Search

Pelemahan Rupiah Berbeda Jauh Dibanding 1998, Ini Indikatornya

loading...

JAKARTA - Pelemahan nilai tukar rupiah versus dolar Amerika Serikat (USD) saat ini dinilai tidak bisa disamakan dengan kondisi krisis pada tahun 1998, silam meski sama-sama mendekati level Rp15.000. Alasannya menurut ekonom bahwa fundamental ekonomi dan beberapa indikator makro yang ada sangat berbeda jauh.

“Jauh berbeda. Dari berbagi indikator makro, saat ini kondisi kita jauh lebih kuat dibandingkan 1998 sehingga sama sekali tidak mengkhawatirkan,” terang Pengamat ekonomi Universitas Mulawarman (Unmul) Aji Sofyan Effendi lewat keterangan resmi di Jakarta, Jumat (7/9/2018).
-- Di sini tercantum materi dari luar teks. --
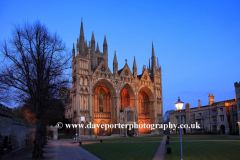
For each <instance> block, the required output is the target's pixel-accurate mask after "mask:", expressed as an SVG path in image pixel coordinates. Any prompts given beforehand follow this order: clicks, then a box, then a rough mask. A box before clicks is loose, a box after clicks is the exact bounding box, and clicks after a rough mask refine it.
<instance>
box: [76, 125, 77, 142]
mask: <svg viewBox="0 0 240 160" xmlns="http://www.w3.org/2000/svg"><path fill="white" fill-rule="evenodd" d="M76 124H77V121H76ZM76 142H77V127H76Z"/></svg>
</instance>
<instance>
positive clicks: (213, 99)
mask: <svg viewBox="0 0 240 160" xmlns="http://www.w3.org/2000/svg"><path fill="white" fill-rule="evenodd" d="M208 98H209V105H212V104H213V103H214V102H215V100H214V95H213V94H209V96H208Z"/></svg>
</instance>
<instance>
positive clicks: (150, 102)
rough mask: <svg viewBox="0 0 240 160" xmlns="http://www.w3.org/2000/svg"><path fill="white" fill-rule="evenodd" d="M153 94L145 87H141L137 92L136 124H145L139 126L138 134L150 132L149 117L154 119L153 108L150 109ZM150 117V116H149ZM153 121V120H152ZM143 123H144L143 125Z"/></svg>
mask: <svg viewBox="0 0 240 160" xmlns="http://www.w3.org/2000/svg"><path fill="white" fill-rule="evenodd" d="M152 101H153V94H152V92H151V90H150V89H149V88H147V87H143V88H142V89H141V90H140V92H139V94H138V124H139V126H142V125H143V126H145V128H141V127H139V129H138V131H139V134H150V133H151V128H150V127H146V126H150V124H151V121H152V120H151V118H153V120H154V116H155V115H154V113H155V112H154V110H153V111H151V107H152V105H153V103H152ZM150 117H151V118H150ZM152 123H154V122H152ZM144 124H145V125H144Z"/></svg>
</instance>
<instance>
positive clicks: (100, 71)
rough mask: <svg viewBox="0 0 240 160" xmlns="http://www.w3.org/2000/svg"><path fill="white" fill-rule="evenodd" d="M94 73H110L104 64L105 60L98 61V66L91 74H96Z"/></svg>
mask: <svg viewBox="0 0 240 160" xmlns="http://www.w3.org/2000/svg"><path fill="white" fill-rule="evenodd" d="M96 73H104V74H110V75H112V72H111V70H110V69H109V67H108V65H107V64H106V62H105V61H104V60H102V61H101V62H100V64H99V65H98V67H97V68H96V69H95V71H94V73H93V75H94V76H96Z"/></svg>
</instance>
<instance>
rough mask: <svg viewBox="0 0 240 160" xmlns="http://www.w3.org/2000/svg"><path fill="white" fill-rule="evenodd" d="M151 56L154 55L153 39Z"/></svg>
mask: <svg viewBox="0 0 240 160" xmlns="http://www.w3.org/2000/svg"><path fill="white" fill-rule="evenodd" d="M152 57H155V53H154V47H153V41H152Z"/></svg>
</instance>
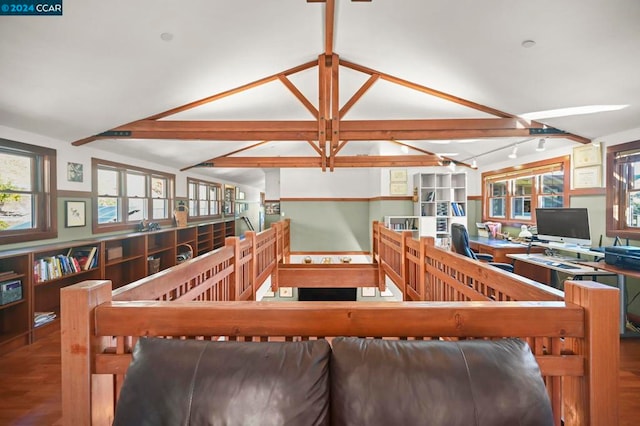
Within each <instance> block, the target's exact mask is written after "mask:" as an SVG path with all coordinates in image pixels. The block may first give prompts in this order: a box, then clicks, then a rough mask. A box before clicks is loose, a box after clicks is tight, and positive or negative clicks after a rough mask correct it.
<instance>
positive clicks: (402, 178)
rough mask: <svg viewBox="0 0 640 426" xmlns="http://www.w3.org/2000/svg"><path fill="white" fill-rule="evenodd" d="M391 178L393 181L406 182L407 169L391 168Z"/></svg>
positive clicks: (390, 172) (392, 181)
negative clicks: (397, 168)
mask: <svg viewBox="0 0 640 426" xmlns="http://www.w3.org/2000/svg"><path fill="white" fill-rule="evenodd" d="M389 180H390V181H391V182H406V181H407V171H406V170H391V171H390V172H389Z"/></svg>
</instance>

Fundamental ekonomi era Soeharto, menurutnya, sangat rapuh. Buktinya, ketika pelemahan menimpa mata uang negara-negara Asia Tenggara, hanya Indonesia yang tidak bisa bangkit. Sedangkan Singapura dan Malaysia cepat bangkit, termasuk Baht Tahiland yang mengalami pelemahan cukup parah.

Indonesia sendiri pada 1998, jangankan recovery. Pelemahan nilai tukar Rupiah justru merembet pada krisis yang sangat kompleks. Mulai krisis moneter, hingga krisis kepercayaan dan krisis politik yang menyebabkan Soeharto tumbang.

Bertolak belakang dengan 1998, fundamental ekonomi Indonesia yang dibangun Pemerintahan Presiden Joko Widodo (Jokowi) sangat kuat, sehingga tidak mungkin merembet ke krisis moneter apalagi krisis kepercayaan kepada Pemerintah. Dua indikator makroterkait kuatnya fundamental ekonomi Indonesia saat ini, terang Aji, yakni pertumbuhan ekonomi dan tingkat inflasi.

Pertumbuhan ekonomi Indonesia 5,2-5,3% sedangkan inflasi juga bagus, di bawah lima persen. “Pertumbuhan ekonomi dan tingkat inflasi adalah indikator terpenting. Ibarat manusia, keduanya adalah jantung. Dan karena masih kuat, dipastikan bahwa kondisi Indonesia masih sangat aman,” kata dia.

Tak kalah penting, tingkat pelemahan (depresiasi) pada 1998 dan sekarang juga berbeda jauh. Pada 1998 depresiasi mencapai sekitar 600% yaitu dari Rp2.000 menjadi lebih dari Rp15.000. Sedangkan sekarang hanya sekitar 10% yaitu Rp13.500 menjadi Rp15 ribu. “Kita jauh lebih baik dibandingkan Turki yang sekarang anjlok 300%,” paparnya.

Terpisah, guru besar Universitas Indonesia (UI) Profesor Budyatna juga setuju bahwa kondisi 1998 dan saat ini sangat berbeda jauh. Dulu terjadi krisis moneter, saat ini tidak. Sekarang, tingkat kepercayaan terhadap Pemerintahan Jokowi masih sangat tinggi, sedangkan 1998, kepercayaan terhadap Soeharto begitu anljok.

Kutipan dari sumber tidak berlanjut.